FCA and FSCS call for investors to conduct more research to protect themselves against crooks and online scammers…

A survey by the Financial Services Compensation Scheme (FSCS) and Financial Conduct Authority (FCA) found that many investors avoid doing due diligence because they found the process “complicated” and “time consuming.”

According to the results of the study, 42% of Britons aged 18 to 24, who have money in investments, claim their latest investment was made while:

  • At the pub
  • Sitting in bed
  • Watching TV
  • Coming back from a night out

At I&L, we always emphasise that investors conduct proper due diligence. Making investments while inebriated at the pub is something we’d definitely not recommend.

We’ve previously delved into what types of investment scams to look out for. But a popular way of pushing people into investing online is a “good deal” with a limited time frame.

Investors avoid due diligence

It’s become dangerously easy to invest in a scam simply by clicking a button on your smart phone.

When asked which tasks they spent most time on, consumers said:

  1. Choosing a holiday
  2. Laundry
  3. Buying a car
  4. Checking social media

Investors prioritised all of these matters over due diligence.

FSCS spokesperson Lila Pleban said: “With almost two in five adults holding investments in the UK, there’s clearly a growing appetite to start investing as online platforms are making it easy and accessible for everyone.

But as our findings show, carving out time to research and look into investment opportunities is not always top of people’s to-do lists and unfortunately, which puts them at a higher risk of being scammed or putting their money with an unprotected platform or provider.”

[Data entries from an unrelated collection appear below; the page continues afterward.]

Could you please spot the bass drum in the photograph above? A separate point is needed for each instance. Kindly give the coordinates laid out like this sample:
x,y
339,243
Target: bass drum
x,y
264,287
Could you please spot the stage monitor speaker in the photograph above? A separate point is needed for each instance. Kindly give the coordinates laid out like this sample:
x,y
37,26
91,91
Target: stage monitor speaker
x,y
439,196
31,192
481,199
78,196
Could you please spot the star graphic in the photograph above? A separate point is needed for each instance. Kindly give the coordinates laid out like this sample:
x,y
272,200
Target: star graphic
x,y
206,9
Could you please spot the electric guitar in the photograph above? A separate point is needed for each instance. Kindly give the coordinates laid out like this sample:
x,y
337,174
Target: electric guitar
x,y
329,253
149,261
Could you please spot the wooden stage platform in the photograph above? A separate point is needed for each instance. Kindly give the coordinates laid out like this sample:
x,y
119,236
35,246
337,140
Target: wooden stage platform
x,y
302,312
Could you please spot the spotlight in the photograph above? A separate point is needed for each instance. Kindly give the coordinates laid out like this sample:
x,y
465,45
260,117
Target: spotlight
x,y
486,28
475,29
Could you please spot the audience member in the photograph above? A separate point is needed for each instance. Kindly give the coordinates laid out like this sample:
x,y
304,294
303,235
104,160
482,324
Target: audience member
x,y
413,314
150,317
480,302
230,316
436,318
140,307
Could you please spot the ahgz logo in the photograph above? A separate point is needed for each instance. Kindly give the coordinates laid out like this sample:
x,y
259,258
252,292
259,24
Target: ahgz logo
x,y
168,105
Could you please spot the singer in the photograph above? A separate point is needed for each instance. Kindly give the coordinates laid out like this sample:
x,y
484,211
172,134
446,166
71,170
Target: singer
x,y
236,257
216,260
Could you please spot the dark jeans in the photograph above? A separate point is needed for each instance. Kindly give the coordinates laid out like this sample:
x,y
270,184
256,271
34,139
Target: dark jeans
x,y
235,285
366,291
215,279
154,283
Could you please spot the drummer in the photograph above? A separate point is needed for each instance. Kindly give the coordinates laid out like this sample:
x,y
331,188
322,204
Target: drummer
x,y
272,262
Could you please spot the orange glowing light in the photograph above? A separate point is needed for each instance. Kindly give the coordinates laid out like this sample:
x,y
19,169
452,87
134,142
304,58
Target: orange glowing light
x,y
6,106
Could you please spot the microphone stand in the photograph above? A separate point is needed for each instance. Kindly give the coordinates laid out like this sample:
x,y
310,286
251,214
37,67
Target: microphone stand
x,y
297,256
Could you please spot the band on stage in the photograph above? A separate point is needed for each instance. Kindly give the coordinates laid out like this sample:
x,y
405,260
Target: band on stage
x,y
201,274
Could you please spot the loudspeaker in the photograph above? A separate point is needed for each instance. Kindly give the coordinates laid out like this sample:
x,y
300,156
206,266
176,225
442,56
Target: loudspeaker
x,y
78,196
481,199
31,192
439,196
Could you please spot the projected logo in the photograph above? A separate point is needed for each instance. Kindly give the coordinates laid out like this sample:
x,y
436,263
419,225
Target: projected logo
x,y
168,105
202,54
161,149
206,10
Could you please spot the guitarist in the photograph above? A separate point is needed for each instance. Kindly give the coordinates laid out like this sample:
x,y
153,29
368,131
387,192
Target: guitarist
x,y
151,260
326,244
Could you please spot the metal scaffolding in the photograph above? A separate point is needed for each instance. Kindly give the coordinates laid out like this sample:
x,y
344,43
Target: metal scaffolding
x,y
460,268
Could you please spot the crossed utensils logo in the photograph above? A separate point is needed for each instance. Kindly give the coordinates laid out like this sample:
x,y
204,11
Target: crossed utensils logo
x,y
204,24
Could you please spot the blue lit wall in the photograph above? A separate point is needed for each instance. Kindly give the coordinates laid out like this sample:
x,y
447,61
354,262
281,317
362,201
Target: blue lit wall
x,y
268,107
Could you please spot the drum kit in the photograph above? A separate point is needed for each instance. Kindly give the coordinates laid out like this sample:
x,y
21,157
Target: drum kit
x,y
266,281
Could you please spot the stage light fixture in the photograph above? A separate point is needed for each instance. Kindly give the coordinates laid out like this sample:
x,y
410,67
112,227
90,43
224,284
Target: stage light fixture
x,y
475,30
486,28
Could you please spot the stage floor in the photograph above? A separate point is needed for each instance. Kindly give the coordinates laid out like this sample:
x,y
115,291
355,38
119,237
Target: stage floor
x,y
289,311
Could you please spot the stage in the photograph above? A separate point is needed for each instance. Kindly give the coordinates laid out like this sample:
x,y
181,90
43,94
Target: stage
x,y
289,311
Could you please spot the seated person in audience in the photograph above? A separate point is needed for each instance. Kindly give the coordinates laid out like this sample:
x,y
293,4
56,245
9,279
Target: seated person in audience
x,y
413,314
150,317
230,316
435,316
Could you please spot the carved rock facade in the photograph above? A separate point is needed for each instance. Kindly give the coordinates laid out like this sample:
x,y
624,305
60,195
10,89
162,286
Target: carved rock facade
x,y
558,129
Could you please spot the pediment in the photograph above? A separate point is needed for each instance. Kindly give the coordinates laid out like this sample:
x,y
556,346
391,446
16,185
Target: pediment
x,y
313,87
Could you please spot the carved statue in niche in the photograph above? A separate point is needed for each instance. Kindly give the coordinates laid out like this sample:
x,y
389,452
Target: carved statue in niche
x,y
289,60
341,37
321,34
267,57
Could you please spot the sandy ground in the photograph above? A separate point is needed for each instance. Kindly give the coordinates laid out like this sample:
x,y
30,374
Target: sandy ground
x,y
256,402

Investment tips and advice

As a reminder, here are a few basic tips on how to protect yourself against online scams:

  1. Familiarise yourself with warning signs such as unsolicited contact, pressure to decide within a set time, and unrealistically high returns
  2. Check the FCA Warning List, which tells you if the firm you’re dealing with is operating without FCA authorisation.
  3. Be wary of unregulated investments. It’s always safer to go with regulated investments, especially if you’re investing your pension or life savings
  4. Confirm that your investment is eligible for FSCS protection with the new Investment Protection Checker

Just a basic amount of due diligence can make a huge difference. Think about the amount of wasted moments people spend scrolling on social media. We could avoid much heartache by spending a fraction of that time doing due diligence on investment prospects.